Âşık Şiirine Giriş
ÂŞIK ŞİİRİNE GİRİŞ
Halk edebiyatı ürünlerinin en önemli özelliği, ilk anlatıcı veya söyleyicilerinin bilinmemesi ya da biliniyorsa unutulmuş olmasıdır. İlk söyleyicilerin ortaya koymuş oldukları bu metinlerin özgün şekillerine bugün sahip değiliz. Dilden dile, nesilden nesile sadece sözle geçen bu ürünler zamanla unutulmuş veya yeni eklemelerle anonimleşmiştir. Burada şunu da belirtelim ki, yeni şartlar ve yeni olaylar yeni ürünlerin ortaya çıkmasını sağlamıştır.
Bu sebeple âşık şiirini, anonim edebiyatla başlatmakta yarar olduğuna ve bunun ilk örneklerinin de İslamiyet öncesinde aranması gerektiğine inanıyoruz. Bu husustaki en önemli ürünler de daha çok yas törenleriyle ilgili olanlardır. Yas törenlerine bağlı olarak söylenen ağıtların söyleyicileri kadınların yanı sıra, o dönemin ozanlarından başkası değildi.
Türk şiirinin başlangıcı veya Türk şiirinin tarihi üzerinde yerli ve yabancı pek çok araştırıcı görüş bildirmiştir. Bunlar arasında; C. Brockelmann, İ. V. Stebleva, F. Y. Korş, Mehmet Fuad Köprülü, Reşit Rahmeti Arat, Talat Tekin vb. sayılabilir.
Bunlardan İ. V. Stebleva’ya göre Orhun Anıtları’nın tamamı, F. Y. Korş’a göre ise bir kısmı manzumdur. Reşid Rahmeti Arat Turfan kazıları sonucunda ortaya çıkan metinleri bir araya getirmiş ve Eski Türk Şiiri (Ankara 1965) adlı bir eseri edebiyat dünyamıza kazandırmıştır. Arat, ayrıca koşuğ, kojan, koşma, takşut, takmak, ır ve yır, küg, şlok, padak, kavi, baş ve başik gibi kavramları bilim adamlarının kullanımına sunmuştur (Arat 1965: XI-XX).
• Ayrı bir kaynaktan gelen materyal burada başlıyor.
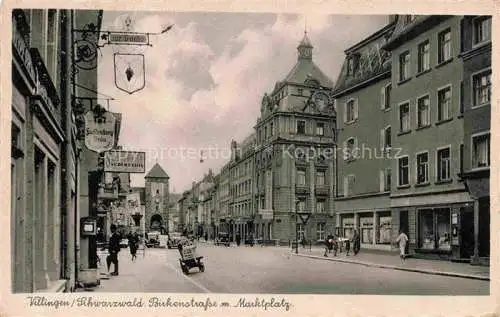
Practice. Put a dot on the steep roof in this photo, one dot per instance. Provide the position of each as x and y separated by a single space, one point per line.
157 172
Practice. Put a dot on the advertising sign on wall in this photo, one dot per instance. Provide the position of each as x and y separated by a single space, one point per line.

Arat; kitabında Mani, Burkan, İslam edebî muhitlerine ait şairler ve onların öz geçmişlerini tespit eden şiirlerini bir araya getirmiştir. Bu şairler Aprınçur Tigin, Kül Tarkan, Sıngku Seli Tutung, Ki-Ki, Pıratyaya-Şiri, Asıg Tutung, Çısuya Tutung, Kalım Keyşi ve Kutadgu Bilig sahibi Yusuf Has Hacib (Arat 1965: XX-XXII)’dir.
Dîvânü Lûgati’t-Türk şiir bakımından zengin bir eserdir. Dörtlükler veya beyitler şeklinde karşımıza çıkan şiirlerden büyük bir kısmı hece vezniyledir; az sayıdaki şiir ise aruzla söylenmiştir. Bununla beraber Stebleva ve Talat Tekin’e göre buradaki şiirlerin tamamı aruz vezniyledir. Eserde iki ağıt metni bulunmaktadır. Bunlardan birincisi Saka hükümdarı Alp Er Tunga’nın ölümü üzerine söylenmiş olup yedi heceli ve aaab şeklinde kafiyelidir. Dörtlük sayısı ise bilginlere göre 10-13 arasında değişmektedir. İkinci ağıt ise adı bilinmeyen bir kahraman için söylenmiştir. Şiir yedi heceli olup, aaab şeklinde kafiyelenmiştir. Dörtlük sayısı ise üçtür. Eserde ayrıca lirik, pastoral ve epik şiirlerin örnekleri de yer almaktadır. Bize göre Dîvândaki şiir parçaları başlangıçta çok uzundu. Ancak Kâşgarlı ya bunları kısalttı ya da halk arasında yapılan derlemelerde bu kadarını tespit edebildi. Yine biliyoruz ki, bu şiirlerin başlangıçtaki söyleyicileri birer ozandı. Ancak zamanla bu parçalar dilden dile aktarılırken, gerçek sahipleri unutuldu ve bugünkü şekline döndü.